To run the harvester from the command line:

ckan --config=<full path to CKAN ini-file> harvester run-test <id of harvester>

To rebuiod the index in case it is not automatically update after clearing all packages from a harvester:

ckan --config=<full path to CKAN ini-file> search-index rebuild

For more information got to GDI harvester information

Requirements

Compatibility with core CKAN versions:

CKAN version Compatible?
2.10 tested

Installation

TODO: Add any additional install steps to the list below. For example installing any non-Python dependencies or adding any required config settings.

To install gdi-userportal-ckanext-fairdatapoint:

  1. Activate your CKAN virtual environment, for example:

    . /usr/lib/ckan/default/bin/activate

  2. Clone the source and install it on the virtualenv

    git clone https://github.com/GenomicDataInfrastructure/gdi-userportal-ckanext-fairdatapoint.git cd gdi-userportal-ckanext-fairdatapoint pip install -e . pip install -r requirements.txt

  3. Add fairdatapoint to the ckan.plugins setting in your CKAN config file (by default the config file is located at /etc/ckan/default/ckan.ini).

  4. Restart CKAN. For example if you've deployed CKAN with Apache on Ubuntu:

    sudo service apache2 reload

Config settings

Catalog harvesting

There is a setting ckanext.fairdatapoint.harvest_catalogs. Default is false. If set to true, CKAN will harvest catalogs as datasets.

The setting can be overriden in the harvester profile, by setting "harvest_catalogs": "true" or "harvest_catalogs": "false" in the harvester configuration JSON.

Label resolving

The harvester supports the resolving of labels for fields defined as a (resolvable) URI. Examples of this include Wikidata entities. There is a setting ckanext.fairdatapoint.resolve_labels. Default is true, but you can disable it globally by explicitly setting it to false.

The setting can be overriden in the harvester profile, by setting "resolve_labels": "true" or "resolve_labels": "false" in the harvester configuration JSON.

Developer installation

To install ckanext-fairdatapoint for development, activate your CKAN virtualenv and do:

git clone https://github.com/GenomicDataInfrastructure/gdi-userportal-ckanext-fairdatapoint.git
cd gdi-userportal-ckanext-fairdatapoint
python setup.py develop
pip install -r dev-requirements.txt

Fairdatapoint plugin depends on ckanext-scheming, ckanext-harvester and ckanext-dcat.

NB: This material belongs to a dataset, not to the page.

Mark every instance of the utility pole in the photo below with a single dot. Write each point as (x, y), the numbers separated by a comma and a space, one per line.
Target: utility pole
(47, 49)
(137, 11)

Make sure these are installed, otherwise run:

pip install -e 'git+https://github.com/ckan/ckanext-scheming.git@release-3.0.0#egg=ckanext-scheming[requirements]'
pip install -e 'git+https://github.com/ckan/ckanext-harvest.git@v1.6.0#egg=ckanext-harvest[requirements]'
pip install -e 'git+https://github.com/ckan/ckanext-dcat.git@v2.1.0#egg=ckanext-dcat'
pip install -r https://raw.githubusercontent.com/ckan/ckanext-dcat/v2.1.0/requirements.txt

Tests

To run the tests go to GDI harvester test information

Releasing a new version of ckanext-fairdatapoint

If ckanext-fairdatapoint should be available on PyPI you can follow these steps to publish a new version:

  1. Update the version number in the setup.py file. See PEP 440 for how to choose version numbers.

  2. Make sure you have the latest version of necessary packages:

    pip install --upgrade setuptools wheel twine

  3. Create a source and binary distributions of the new version:

    python setup.py sdist bdist_wheel && twine check dist/*
    

    Fix any errors you get.

  4. Upload the source distribution to PyPI:

    twine upload dist/*
    
  5. Commit any outstanding changes:

    git commit -a
    git push
    
  6. Tag the new release of the project on GitHub with the version number from the setup.py file. For example if the version number in setup.py is 0.0.1 then do:

    git tag 0.0.1
    git push --tags
    

License

This work is licensed under multiple licenses. Because keeping this section up-to-date is challenging, here is a brief summary as of January 2024:

  • All original source code is licensed under AGPL.
  • All documentation is licensed under CC-BY-4.0.
  • Some configuration and data files are licensed under CC-BY-4.0.
  • For more accurate information, check the individual files.